Uber contestait la validité d'une saisie menée par des enquêteurs de Revenu Québec, en mai 2015, au siège social de l'entreprise.

Les saisies contre Uber pourront être examinées par Revenu Québec

En vertu d'une décision rendue mercredi par la Cour supérieure, Revenu Québec pourra consulter le matériel saisi lors d'une perquisition menée il y a un an au siège social d'Uber Canada, à Montréal. Et alors que le projet de loi visant à encadrer l'avenir du service UberX au Québec sera déposé jeudi, le tribunal y affirme qu'il s'agit de transport rémunéré de personnes, au même titre que les taxis.
Téléphones cellulaires, ordinateurs, tablettes et autres documents contenant des informations financières mis sous scellés après les contestations d'Uber Canada pourront désormais être consultés par les enquêteurs de Revenu Québec.
Le juge Guy Cournoyer a rejeté les arguments de l'entreprise selon lesquels les mandats de perquisition obtenus par Revenu Québec, en mai 2015, étaient injustifiés. La Cour estime au contraire que suffisamment d'informations laissaient croire que le géant américain a enfreint les règles fiscales québécoises.
«De l'ensemble des faits qui lui étaient présentés, le juge ayant délivré les mandats pouvait conclure qu'il existait des éléments de preuve pouvant justifier la conclusion qu'Uber avait commis les infractions fiscales alléguées», peut-on lire dans le document de 55 pages. À noter que le juge ne fait qu'autoriser la consultation des documents. La culpabilité d'Uber est encore à prouver et l'enquête de Revenu Québec suit son cours.
Comme du taxi
Dans la décision, le juge Cournoyer donne au passage son analyse du service UberX. «Les chauffeurs d'UberX se livrent à du transport rémunéré de personnes par automobile, ce qui exige à la fois un permis de taxi et leur inscription selon les lois fiscales en vigueur», est-il écrit noir sur blanc.

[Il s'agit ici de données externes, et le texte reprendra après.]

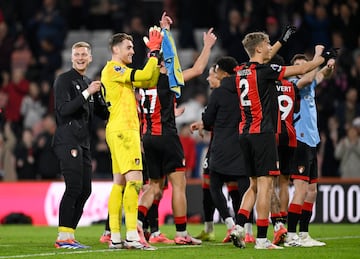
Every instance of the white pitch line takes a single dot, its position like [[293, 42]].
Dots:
[[161, 247]]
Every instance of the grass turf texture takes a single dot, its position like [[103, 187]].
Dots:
[[26, 241]]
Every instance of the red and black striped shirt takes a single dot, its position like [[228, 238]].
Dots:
[[157, 109], [256, 91]]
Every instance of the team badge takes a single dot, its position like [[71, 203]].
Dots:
[[301, 169], [73, 152], [120, 69], [276, 67]]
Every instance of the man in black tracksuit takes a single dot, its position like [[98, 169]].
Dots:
[[76, 99], [226, 160]]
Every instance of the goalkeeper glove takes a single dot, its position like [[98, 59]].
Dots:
[[289, 30]]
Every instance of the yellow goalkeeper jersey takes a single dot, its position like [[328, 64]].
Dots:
[[119, 92]]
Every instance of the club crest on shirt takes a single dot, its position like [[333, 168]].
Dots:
[[301, 169], [276, 67], [73, 152], [120, 69]]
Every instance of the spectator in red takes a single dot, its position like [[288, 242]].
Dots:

Des propos qui arrivent la veille du dépôt du projet de loi sur le transport rémunéré de personnes, qui sera présenté par le ministre Jacques Daoust, aujourd'hui. Ce dernier a déjà qualifié Uber de «travail au noir» et a toujours réclamé que l'entreprise paie ses impôts au Québec.
Selon des informations révélées par La Presse la semaine dernière, le projet de loi sonnerait carrément le glas d'Uber dans la province. Il obligerait les chauffeurs-partenaires de l'entreprise à se doter d'une licence de taxi et d'un permis de conduire de classe 4C (taxi).
Guy Chevrette, porte-parole du Comité provincial de concertation et de développement de l'industrie du taxi, s'est réjoui de l'ensemble de la décision. Sur la définition de ce qu'est Uber émise par le juge, ce dernier croit qu'elle ne fait que confirmer «ce qu'on dit depuis le début». «Ce n'est pas de l'économie de partage, ce n'est pas du covoiturage urbain, c'est du vol pur et simple.»
Uber Canada a pour sa part accueilli sobrement la décision rendue par la Cour supérieure. «Nous reconnaissons le jugement de première instance rendu aujourd'hui sur la capacité de Revenu Québec d'analyser les documents saisis l'année dernière», a écrit le porte-parole Jean-Christophe de Le Rue dans une brève déclaration.
L'entreprise ajoute qu'elle entend se soumettre à la loi. «Comme nous l'avons dit, Uber se conformera aux révisions législatives modifiant l'exemption de 30 000 $ s'appliquant pour les travailleurs autonomes afin que la taxe de vente soit appliquée à partir du premier dollar généré par les partenaires-chauffeurs.»